The article is well-constructed, well written and his argument is well made - as one would expect, from one of the nation's leading writers and recorders of our social relationships. It is not a short article. The best journalism is in long-form done by people of the calibre of Tsiolkas and published, these days, in journals such as The Monthly. Certainly, this sort of journalism is seldom found in the newsprint editions of Murdoch and Fairfax.
Jana Favero's story is included in the article. Some of us remember her from the Bendigo Forum in June which sought new approaches in speaking for the interests of refugees and asylum seekers. This goes to the heart of Tsiolkas' article. The level of our conversation. Our focus on matters of small relevance while ignoring the topics of larger relevance.

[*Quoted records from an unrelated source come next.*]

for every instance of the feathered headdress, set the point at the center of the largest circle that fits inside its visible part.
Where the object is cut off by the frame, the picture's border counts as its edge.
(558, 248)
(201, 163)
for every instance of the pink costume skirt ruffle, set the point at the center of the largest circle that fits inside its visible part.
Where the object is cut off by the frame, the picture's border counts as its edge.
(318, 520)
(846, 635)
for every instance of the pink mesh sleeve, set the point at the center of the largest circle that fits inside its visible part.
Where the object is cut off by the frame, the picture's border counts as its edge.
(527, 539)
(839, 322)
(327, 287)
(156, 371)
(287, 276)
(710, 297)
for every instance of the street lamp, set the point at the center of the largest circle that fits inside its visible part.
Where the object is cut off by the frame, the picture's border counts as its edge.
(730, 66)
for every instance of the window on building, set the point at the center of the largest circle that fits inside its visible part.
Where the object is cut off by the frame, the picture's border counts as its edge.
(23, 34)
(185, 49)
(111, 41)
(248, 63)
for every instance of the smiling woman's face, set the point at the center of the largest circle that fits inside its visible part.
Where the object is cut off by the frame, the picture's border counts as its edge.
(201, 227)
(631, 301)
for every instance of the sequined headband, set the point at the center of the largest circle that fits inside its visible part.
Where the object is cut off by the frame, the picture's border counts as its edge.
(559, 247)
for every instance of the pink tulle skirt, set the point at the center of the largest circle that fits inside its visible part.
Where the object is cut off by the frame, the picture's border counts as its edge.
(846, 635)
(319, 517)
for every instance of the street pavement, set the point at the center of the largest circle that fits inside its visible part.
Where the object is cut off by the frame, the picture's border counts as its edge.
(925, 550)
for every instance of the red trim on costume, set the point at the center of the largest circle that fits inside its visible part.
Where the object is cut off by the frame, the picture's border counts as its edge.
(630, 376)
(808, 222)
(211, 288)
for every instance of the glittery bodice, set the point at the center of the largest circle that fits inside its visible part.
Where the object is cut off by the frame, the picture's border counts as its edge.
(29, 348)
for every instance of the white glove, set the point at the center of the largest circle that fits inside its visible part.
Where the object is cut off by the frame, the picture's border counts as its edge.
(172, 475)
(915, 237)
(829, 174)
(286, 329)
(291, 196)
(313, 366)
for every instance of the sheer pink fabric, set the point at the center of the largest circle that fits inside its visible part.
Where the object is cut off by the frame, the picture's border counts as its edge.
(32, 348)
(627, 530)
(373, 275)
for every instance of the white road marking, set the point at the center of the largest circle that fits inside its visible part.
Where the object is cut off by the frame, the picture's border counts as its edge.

This is why I believe our interfaith work to be of such great value when done well. Interfaith brings us into contact with all sorts of people, beliefs, ethnicities and points of view. Our Ballarat Interfaith Network motto of "Conversations not conversions" speaks volume for our attitudes. We are clear that we wish to be respectful, we want to hear the viewpoints of others - and we understand how different we human beings all can be.
So I hope you can make yourself a cup of coffee - well, you may need two or perhaps three - and settle in the sun with this article and have a good think at what Tsiolkas is saying to us and about us. Out of all our good thinks just might come a different discourse and different attitudes - and the new approaches we dreamed of in Bendigo.